I believe that others too lead multiple lives. Complex people playing multiple roles. Like myself there are people who are explorers and criminals, suicidal psychotics and saints, political prisoners and statesmen, actors and men of the cloth. We do not will these beings into existence. These multiple personalities emerge of their own accord. They are directed by our unconscious wishes, fantasies, conflicts and prohibitions. Psychic complexity cripples some lives and enriches others.
The multiple personalities of my self make me especially sensitive to the multiplicity of others.
Identity diffusion, like the gift of empathizing, central to such diverse arts as psychotherapy and playwriting is little understood.
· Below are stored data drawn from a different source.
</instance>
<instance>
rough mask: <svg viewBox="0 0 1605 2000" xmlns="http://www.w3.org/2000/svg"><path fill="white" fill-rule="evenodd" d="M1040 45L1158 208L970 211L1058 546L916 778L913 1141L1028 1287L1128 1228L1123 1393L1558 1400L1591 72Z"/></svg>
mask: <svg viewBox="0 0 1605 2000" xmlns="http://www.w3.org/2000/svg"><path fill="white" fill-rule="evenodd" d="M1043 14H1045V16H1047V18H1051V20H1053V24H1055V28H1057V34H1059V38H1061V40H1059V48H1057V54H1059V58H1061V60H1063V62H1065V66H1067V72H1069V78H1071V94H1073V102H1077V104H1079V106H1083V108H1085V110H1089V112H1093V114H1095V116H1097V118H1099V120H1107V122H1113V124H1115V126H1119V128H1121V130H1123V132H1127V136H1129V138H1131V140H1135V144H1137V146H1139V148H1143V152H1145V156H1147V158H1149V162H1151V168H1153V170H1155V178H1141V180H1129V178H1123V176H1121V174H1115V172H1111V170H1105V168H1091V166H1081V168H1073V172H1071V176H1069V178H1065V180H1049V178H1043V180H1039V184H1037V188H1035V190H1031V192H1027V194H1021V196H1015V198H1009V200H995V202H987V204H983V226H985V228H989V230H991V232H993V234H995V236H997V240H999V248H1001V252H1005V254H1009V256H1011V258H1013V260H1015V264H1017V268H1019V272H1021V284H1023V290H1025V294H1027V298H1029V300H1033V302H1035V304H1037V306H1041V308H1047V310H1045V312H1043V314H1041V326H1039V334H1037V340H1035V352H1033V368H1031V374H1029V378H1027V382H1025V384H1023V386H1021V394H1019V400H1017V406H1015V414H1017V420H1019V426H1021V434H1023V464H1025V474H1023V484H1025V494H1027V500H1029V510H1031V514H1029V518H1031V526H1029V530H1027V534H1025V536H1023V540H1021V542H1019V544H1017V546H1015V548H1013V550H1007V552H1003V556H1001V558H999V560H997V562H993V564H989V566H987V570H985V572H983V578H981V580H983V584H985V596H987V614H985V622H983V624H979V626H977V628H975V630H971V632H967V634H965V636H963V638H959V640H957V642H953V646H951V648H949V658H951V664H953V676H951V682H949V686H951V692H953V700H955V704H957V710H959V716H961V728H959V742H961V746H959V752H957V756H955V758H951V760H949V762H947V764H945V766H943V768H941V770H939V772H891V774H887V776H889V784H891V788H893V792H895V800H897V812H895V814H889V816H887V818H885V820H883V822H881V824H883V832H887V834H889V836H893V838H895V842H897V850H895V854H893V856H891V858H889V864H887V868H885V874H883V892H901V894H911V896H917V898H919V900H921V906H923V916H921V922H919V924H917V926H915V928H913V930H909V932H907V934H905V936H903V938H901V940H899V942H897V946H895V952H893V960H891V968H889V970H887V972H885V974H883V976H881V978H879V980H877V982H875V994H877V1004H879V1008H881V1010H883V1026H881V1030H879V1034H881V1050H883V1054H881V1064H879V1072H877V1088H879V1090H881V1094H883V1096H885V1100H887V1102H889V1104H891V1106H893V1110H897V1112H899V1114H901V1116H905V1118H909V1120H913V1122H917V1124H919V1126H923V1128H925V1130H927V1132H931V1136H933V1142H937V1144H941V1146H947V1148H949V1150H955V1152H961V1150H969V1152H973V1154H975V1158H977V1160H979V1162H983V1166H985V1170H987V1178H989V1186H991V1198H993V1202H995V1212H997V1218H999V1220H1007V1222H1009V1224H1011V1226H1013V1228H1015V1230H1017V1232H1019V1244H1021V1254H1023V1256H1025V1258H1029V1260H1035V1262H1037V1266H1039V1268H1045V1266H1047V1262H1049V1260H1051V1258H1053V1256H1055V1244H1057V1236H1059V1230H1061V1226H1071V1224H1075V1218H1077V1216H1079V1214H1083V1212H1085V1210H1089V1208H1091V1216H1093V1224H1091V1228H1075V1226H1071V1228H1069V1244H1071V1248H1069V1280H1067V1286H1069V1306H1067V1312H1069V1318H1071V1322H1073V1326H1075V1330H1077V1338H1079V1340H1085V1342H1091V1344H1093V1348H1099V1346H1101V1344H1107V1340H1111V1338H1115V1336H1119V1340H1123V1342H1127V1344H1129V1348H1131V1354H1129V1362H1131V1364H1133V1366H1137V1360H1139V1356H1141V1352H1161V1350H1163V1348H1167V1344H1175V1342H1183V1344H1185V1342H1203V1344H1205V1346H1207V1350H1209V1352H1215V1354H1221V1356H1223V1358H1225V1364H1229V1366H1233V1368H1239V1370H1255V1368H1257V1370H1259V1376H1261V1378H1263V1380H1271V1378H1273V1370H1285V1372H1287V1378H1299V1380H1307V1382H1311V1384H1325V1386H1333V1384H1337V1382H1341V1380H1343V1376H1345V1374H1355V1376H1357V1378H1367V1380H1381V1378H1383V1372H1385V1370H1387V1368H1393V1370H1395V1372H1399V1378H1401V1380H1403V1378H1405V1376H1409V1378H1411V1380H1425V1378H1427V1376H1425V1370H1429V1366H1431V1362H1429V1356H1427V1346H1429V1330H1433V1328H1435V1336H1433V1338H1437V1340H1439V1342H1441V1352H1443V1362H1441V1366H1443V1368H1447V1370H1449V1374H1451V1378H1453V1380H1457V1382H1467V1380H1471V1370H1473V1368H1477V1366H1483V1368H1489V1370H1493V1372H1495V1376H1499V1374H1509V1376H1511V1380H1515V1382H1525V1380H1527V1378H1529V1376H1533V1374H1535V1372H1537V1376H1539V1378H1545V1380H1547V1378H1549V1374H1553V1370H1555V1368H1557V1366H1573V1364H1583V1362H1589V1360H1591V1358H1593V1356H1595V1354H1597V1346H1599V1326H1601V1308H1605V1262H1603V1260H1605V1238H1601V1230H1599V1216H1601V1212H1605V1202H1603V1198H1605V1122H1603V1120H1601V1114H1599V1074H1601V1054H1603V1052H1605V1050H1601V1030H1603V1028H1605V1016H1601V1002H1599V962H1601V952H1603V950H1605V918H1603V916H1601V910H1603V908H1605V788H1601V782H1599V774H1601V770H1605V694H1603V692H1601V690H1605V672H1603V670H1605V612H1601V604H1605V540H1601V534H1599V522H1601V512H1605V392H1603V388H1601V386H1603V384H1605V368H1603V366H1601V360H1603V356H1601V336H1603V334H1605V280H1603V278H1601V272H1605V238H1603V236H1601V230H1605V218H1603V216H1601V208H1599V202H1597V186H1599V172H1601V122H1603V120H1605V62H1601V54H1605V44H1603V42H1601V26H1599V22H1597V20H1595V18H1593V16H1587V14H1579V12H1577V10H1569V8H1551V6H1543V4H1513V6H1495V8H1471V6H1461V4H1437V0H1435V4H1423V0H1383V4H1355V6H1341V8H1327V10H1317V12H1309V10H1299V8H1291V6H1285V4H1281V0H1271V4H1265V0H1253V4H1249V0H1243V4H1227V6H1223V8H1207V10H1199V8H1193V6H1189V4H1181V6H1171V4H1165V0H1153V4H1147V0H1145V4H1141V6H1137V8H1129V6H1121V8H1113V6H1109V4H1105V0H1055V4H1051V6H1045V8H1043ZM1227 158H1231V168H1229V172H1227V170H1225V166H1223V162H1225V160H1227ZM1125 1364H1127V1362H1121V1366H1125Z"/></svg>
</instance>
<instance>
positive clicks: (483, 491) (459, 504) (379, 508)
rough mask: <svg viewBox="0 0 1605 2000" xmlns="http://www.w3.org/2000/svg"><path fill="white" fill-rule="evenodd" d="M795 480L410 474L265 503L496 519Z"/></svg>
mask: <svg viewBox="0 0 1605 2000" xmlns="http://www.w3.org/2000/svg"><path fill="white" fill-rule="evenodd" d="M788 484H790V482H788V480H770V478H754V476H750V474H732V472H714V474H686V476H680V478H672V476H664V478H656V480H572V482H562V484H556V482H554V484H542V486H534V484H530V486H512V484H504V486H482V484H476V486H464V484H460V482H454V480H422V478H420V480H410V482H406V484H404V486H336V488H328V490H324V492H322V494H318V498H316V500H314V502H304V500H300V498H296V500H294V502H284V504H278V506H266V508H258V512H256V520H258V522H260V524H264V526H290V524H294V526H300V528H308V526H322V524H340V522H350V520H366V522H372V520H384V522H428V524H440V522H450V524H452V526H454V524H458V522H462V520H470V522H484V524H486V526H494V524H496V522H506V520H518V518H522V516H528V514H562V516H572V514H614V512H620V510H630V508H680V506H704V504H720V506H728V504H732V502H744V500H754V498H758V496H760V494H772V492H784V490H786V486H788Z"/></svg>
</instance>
The special kind of imagination that permits one to imagine another, to put himself in the place of another, involves at the very least some experience of incompletion on the part of the "I," with some hope of closure by way of identification with the "thou," thus often thought in Western culture as a feminine quality. But there is more than this. There is a diffusion of identity to accommodate--an inner gallery of characters, and there is a detached witnessing of the entire process. Put to creative use, such a gallery may issue in the career choice of writer, actor, playwright, or any other artist. Given different dimensions, the outcome may be the practice of psychotherapy. With less good fortune, a self-effacing, indecisive chameleon emerges, with a chronic sense of weakness, suggestibility, fraudulence, or hypocrisy. I myself have ultimately known all these uses of my extraordinary state of multiple selves.